# Simple Text-to-Image Diffusion Demo
This notebook shows a tiny diffusion pipeline for text-to-image using the provided shape sketches. I keep the comments short and simple.


## Install and Imports
I install the basic libraries and bring the imports I need for tensors, plotting, and loading the dataset.


In [None]:
# If your runtime misses these libraries, run this cell once.
# In many university labs this is enough to get numpy, torch, and plotting tools.
!pip install -q numpy torch torchvision matplotlib tqdm


In [None]:
import math
import random
from typing import List

import numpy as np
import torch
from torch import nn
from torch.utils.data import Dataset, DataLoader
from torchvision.utils import make_grid
import matplotlib.pyplot as plt
from tqdm.auto import tqdm

device = torch.device("cuda" if torch.cuda.is_available() else "cpu")
print("Using device:", device)


## Data loading and prep
I load the tiny shape dataset (circle, square, triangle) and pair each image with a simple text prompt.
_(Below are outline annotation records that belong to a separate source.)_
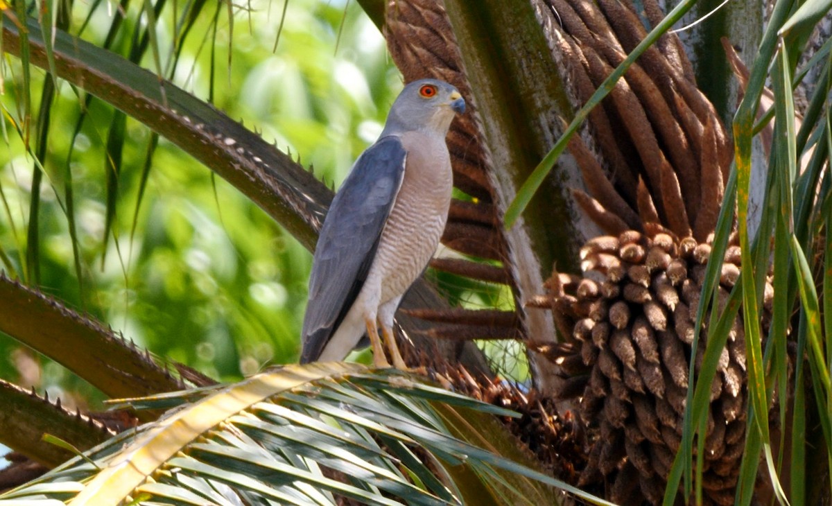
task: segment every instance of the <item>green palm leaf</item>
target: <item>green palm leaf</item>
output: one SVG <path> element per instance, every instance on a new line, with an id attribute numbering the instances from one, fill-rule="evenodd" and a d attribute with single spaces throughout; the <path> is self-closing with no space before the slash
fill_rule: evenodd
<path id="1" fill-rule="evenodd" d="M 519 490 L 531 487 L 537 500 L 551 500 L 548 487 L 557 487 L 608 504 L 452 435 L 442 421 L 476 419 L 459 410 L 513 412 L 394 371 L 286 365 L 236 384 L 121 405 L 176 402 L 158 421 L 92 449 L 91 460 L 75 459 L 0 496 L 0 504 L 334 504 L 339 496 L 366 504 L 438 505 L 472 503 L 460 492 L 465 488 L 490 490 L 503 498 L 498 504 L 535 504 Z"/>

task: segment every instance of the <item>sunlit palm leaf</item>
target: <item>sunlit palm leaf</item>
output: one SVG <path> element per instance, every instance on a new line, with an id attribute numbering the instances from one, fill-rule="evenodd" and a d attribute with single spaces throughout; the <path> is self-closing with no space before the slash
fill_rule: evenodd
<path id="1" fill-rule="evenodd" d="M 344 496 L 367 504 L 453 504 L 462 499 L 448 477 L 458 479 L 458 466 L 474 470 L 481 489 L 493 486 L 488 480 L 503 490 L 524 489 L 534 483 L 527 477 L 542 482 L 533 485 L 538 498 L 547 497 L 539 495 L 545 484 L 609 504 L 450 435 L 431 401 L 441 402 L 446 414 L 473 409 L 513 415 L 395 372 L 287 365 L 227 386 L 128 400 L 143 408 L 186 404 L 93 449 L 95 466 L 77 459 L 0 496 L 0 504 L 57 499 L 104 505 L 131 498 L 234 504 L 245 498 L 329 504 Z M 518 479 L 526 482 L 520 488 Z M 503 504 L 527 502 L 512 497 Z"/>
I resize/normalize to a small square so training stays fast.


In [None]:
class ShapeTextDataset(Dataset):
    def __init__(self, data_dir="data", img_size=32):
        self.samples = []
        prompt_map = {
            "circle": "a simple black circle on white",
            "square": "a simple black square on white",
            "triangle": "a simple black triangle on white",
        }
        for name in ["circle", "square", "triangle"]:
            imgs = np.load(f"{data_dir}/{name}.npy")  # expected shape (N,H,W) or (N,H,W,1)
            if imgs.ndim == 4:
                imgs = imgs[..., 0]
            # ensure float32 and simple resize via numpy slicing if bigger than target
            imgs = imgs.astype(np.float32)
            # basic center crop/resize: pick middle square then resize with torch later
            self.samples.extend([(img, prompt_map[name]) for img in imgs])
        self.img_size = img_size

    def __len__(self):
        return len(self.samples)

    def __getitem__(self, idx):
        img, prompt = self.samples[idx]
        img = torch.tensor(img)
        # add channel dim and simple resize via interpolation
        if img.ndim == 2:
            img = img.unsqueeze(0)
        img = img.unsqueeze(0) if img.ndim == 2 else img
        img = torch.nn.functional.interpolate(img.unsqueeze(0), size=(self.img_size, self.img_size), mode="bilinear", align_corners=False).squeeze(0)
        img = (img / 255.0) * 2 - 1  # scale to [-1,1]
        return img, prompt

def get_dataloader(batch_size=32, img_size=32):
    dataset = ShapeTextDataset(img_size=img_size)
    return DataLoader(dataset, batch_size=batch_size, shuffle=True)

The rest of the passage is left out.